John put the ambulance in park, and she leaped from the cab.

“Let’s go!” she said, grabbing the jump bag.

Ella strode toward a woman in shorts, t-shirt, and sweatband, who was wringing her hands next to a still figure on the ground. John followed behind.

“What’s the problem?” Ella asked.

“This kid here!” the jogger cried. “He won’t wake up. I didn’t want to do CPR. I don’t even know him!”

The young man lay curled next to a tombstone. Simon Radzeski, Sr. 1970 - 2020. Faithful husband. Loving father. Host to dead addict. The young man seemed to be in his early twenties, but his emaciated form made any determination of an exact age impossible. His closed eyes sunk into purple depressions. His bones jutted from his ripped clothes. An empty syringe lay beside him.

“You did your best,” Ella said, patting the woman’s arm. The jogger smiled, widely, happily. “Thank you for coming!” She moved back out of the way.

John knelt by the man and looked for signs of life. “No pulse. Start compressions.”

Ella reached to the man’s neck and paused.

“Ella! Get going!”

She ignored him and watched the pink line move. “I feel a pulse. Get the oxygen and hand me the Narcan.”

John’s lips parted. He sat back on his heels with his head tipped to the side and stared at her, dumbfounded.

“You heard me,” she said. “Hand it over.”

He dug in his bag for the Narcan nasal syringe and placed it in her outstretched palm. He slid the jump bag closer and assembled the oxygen.

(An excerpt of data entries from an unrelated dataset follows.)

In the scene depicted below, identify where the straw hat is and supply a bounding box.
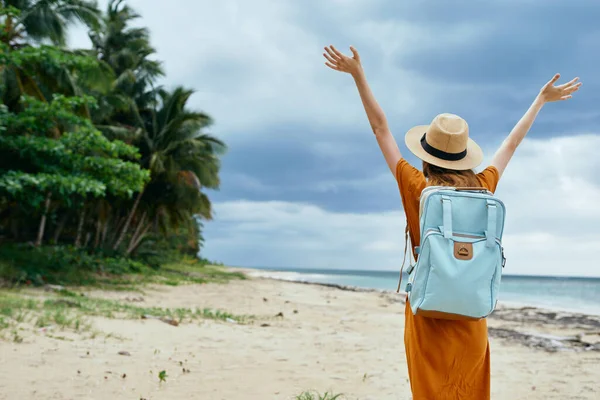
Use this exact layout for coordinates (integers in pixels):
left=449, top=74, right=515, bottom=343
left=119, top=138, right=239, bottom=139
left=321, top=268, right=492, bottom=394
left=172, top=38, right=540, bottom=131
left=405, top=114, right=483, bottom=170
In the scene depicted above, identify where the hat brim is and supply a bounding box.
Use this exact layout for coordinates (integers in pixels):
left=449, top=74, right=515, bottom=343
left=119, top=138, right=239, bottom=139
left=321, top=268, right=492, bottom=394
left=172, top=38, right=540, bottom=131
left=404, top=125, right=483, bottom=171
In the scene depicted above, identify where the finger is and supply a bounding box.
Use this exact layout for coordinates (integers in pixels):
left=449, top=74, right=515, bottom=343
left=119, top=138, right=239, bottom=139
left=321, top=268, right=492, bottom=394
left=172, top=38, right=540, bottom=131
left=331, top=45, right=344, bottom=58
left=548, top=74, right=560, bottom=85
left=325, top=62, right=340, bottom=71
left=563, top=82, right=581, bottom=94
left=557, top=77, right=579, bottom=89
left=323, top=53, right=337, bottom=64
left=325, top=47, right=341, bottom=60
left=543, top=74, right=560, bottom=89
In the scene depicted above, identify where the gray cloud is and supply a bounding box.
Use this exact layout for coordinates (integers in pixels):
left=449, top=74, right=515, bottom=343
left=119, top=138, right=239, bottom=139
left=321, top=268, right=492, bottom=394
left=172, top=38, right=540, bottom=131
left=71, top=0, right=600, bottom=274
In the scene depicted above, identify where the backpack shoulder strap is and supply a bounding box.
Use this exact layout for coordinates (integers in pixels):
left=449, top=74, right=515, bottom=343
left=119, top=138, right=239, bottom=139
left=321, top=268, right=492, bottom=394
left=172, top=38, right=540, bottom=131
left=396, top=222, right=412, bottom=293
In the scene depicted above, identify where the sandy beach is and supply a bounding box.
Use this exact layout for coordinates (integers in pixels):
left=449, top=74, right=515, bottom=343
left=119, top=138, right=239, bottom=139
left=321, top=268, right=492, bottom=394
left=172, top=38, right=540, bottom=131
left=0, top=270, right=600, bottom=400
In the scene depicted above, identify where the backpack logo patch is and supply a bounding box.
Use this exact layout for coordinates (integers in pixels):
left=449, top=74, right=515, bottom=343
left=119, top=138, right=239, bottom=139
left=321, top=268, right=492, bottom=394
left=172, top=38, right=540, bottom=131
left=454, top=242, right=473, bottom=261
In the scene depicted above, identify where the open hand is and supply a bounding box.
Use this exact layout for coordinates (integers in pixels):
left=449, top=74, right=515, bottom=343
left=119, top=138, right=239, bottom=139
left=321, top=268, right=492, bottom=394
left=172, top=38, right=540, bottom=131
left=539, top=74, right=581, bottom=103
left=323, top=46, right=362, bottom=76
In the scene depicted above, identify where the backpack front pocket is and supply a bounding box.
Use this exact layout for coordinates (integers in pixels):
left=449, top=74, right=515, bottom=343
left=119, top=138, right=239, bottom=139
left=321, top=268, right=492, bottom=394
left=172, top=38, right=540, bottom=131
left=411, top=233, right=501, bottom=319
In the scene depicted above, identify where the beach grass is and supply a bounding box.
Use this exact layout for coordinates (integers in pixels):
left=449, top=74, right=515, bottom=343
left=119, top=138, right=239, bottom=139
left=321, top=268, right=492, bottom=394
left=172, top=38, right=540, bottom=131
left=295, top=391, right=343, bottom=400
left=0, top=289, right=254, bottom=342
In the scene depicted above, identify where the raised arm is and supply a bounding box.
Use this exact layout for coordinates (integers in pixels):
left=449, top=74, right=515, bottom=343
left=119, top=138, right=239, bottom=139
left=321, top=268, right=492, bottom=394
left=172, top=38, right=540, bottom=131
left=491, top=74, right=581, bottom=176
left=323, top=46, right=401, bottom=176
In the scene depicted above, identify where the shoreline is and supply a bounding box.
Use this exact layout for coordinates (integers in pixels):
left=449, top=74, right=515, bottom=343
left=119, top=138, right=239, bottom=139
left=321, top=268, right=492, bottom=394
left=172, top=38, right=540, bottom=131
left=238, top=267, right=600, bottom=319
left=237, top=268, right=600, bottom=352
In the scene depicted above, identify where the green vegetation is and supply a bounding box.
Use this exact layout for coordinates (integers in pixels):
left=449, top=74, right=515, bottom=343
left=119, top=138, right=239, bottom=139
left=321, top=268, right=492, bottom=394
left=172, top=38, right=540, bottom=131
left=0, top=289, right=254, bottom=341
left=0, top=0, right=226, bottom=285
left=295, top=391, right=342, bottom=400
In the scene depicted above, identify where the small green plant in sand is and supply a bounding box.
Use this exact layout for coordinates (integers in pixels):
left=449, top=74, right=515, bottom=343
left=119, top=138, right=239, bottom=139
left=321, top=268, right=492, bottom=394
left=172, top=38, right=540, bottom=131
left=0, top=289, right=254, bottom=342
left=158, top=371, right=168, bottom=382
left=295, top=391, right=343, bottom=400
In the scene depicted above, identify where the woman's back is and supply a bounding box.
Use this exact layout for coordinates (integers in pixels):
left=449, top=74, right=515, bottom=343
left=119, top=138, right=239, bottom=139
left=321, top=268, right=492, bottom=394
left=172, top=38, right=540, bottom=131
left=396, top=159, right=499, bottom=400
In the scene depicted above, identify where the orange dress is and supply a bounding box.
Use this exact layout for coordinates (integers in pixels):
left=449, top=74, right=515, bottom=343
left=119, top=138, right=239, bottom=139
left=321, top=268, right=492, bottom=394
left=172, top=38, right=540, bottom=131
left=396, top=159, right=499, bottom=400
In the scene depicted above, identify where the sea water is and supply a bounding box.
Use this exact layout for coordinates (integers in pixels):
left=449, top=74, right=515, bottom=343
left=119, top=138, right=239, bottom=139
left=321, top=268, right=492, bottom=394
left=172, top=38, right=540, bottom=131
left=248, top=268, right=600, bottom=315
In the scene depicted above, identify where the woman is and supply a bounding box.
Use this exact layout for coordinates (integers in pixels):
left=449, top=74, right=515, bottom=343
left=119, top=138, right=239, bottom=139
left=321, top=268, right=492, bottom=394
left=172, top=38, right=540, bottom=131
left=323, top=46, right=581, bottom=400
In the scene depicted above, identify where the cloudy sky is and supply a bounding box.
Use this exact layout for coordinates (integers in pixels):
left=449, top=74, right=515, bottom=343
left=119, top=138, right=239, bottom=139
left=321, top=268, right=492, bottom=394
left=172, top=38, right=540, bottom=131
left=71, top=0, right=600, bottom=276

Ella held the syringe to the man’s nose but only pretended to push it. She placed her hands on his face and studied his closed eyes, wondering whether it was the chill of death’s abatement she felt or only the coldness of wet cement as her hands pressed into the Avenue of the Stars. His color improved. And then his eyes blinked open, and he groaned into consciousness.

“Oh!” the jogger cried. “He’s alive!”

John placed the mask on the man’s face and reached for equipment to measure oxygen levels.